Now Carillion has gone I am wondering who is picking up all its business. Carillion was a supplier and now that piece of the supply chain has gone there is less competition and so prices will rise. This is the price of infrastructure contracts and NHS services. It makes you wonder if Carillion was put out of business on purpose.

The market this week

Competition affects supply and demand too. The merger between Tesco and Booker will mean a little less competition in the grocery market and so higher profits for Tesco. The integration of a wholesaler will pave the way for a different type of Tesco, one that competes with Aldi and Lidl so there will be more competition in some areas. Tesco’s share price improved on the news this week. I hope I’ll be able to sell and realise a 20% return soon.

Verona Pharma

Verona Pharma made more progress this week. I paid 3p for the shares before the 50:1 consolidation so that equates to 150 post-consolidation. They are now 147 so I’m close to breaking even. They were at a high of 6 before the consolidation so again that equates to a high of 300 so I won’t sell before I see 300. I think they could go even higher than 300 which is a 100% return. That seems a lot but considering the risk and the research, it isn’t high really.


The other AIM shares in my portfolio notably Solo Oil and Immupharma offer the promise of big returns too. Immupharma has produced a return of over 100% and Solo Oil is half the price that I paid but they will be delivering some news soon. I just hope they don’t issue more shares unless it is a rights issue.

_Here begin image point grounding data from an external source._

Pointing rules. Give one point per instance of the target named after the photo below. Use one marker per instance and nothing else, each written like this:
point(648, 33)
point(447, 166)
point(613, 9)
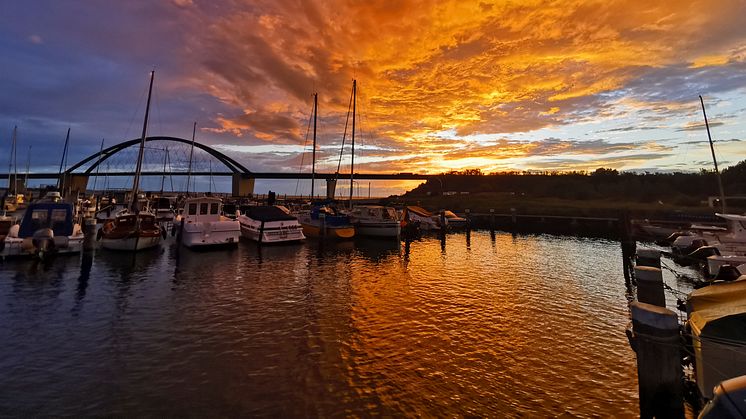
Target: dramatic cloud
point(441, 84)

The AA cut its dividend and I thought that was a good thing despite the share price dropping. The share price has recovered a little and I’m even considering buying more shares. There was a little good news regarding Debenhams as the boss of JD sports increased his holding and came to an agreement to set up a joint venture with Debenhams. I think it is going to be a few years before Debenhams recover but they have a lot of potentials.

Lloyd’s Banking Group is still a way off its high of 88 in 2015  but they are buying back some of their own shares. That will improve their net asset value per share. I expect Lloyd’s to go up to over a pound as soon as the matter of Brexit is settled. Supply and demand will affect Lloyd’s when interest rates rise and demand for their shares improve.

That’s it for this week. I shall be just sitting and waiting for a while but could be selling Tesco this month to reduce my exposure. I mentioned Optibiotix in a previous post. I missed the boat there but I don’t really want another unstable AIM share in my portfolio. I did consider GlaxoSmithKline at under 1300 but again I wasn’t quick enough. I would like to invest in a major insurer. The way the government is running its programme of austerity it is difficult to predict which way the economy will go. Investing in a company like Balfour Beatty as it picks up Carillion’s contracts might seem a good investment but it was government austerity that was at least partly to blame for Carillion’s demise. I quite like the look of Direct Line but I need to do a little more research.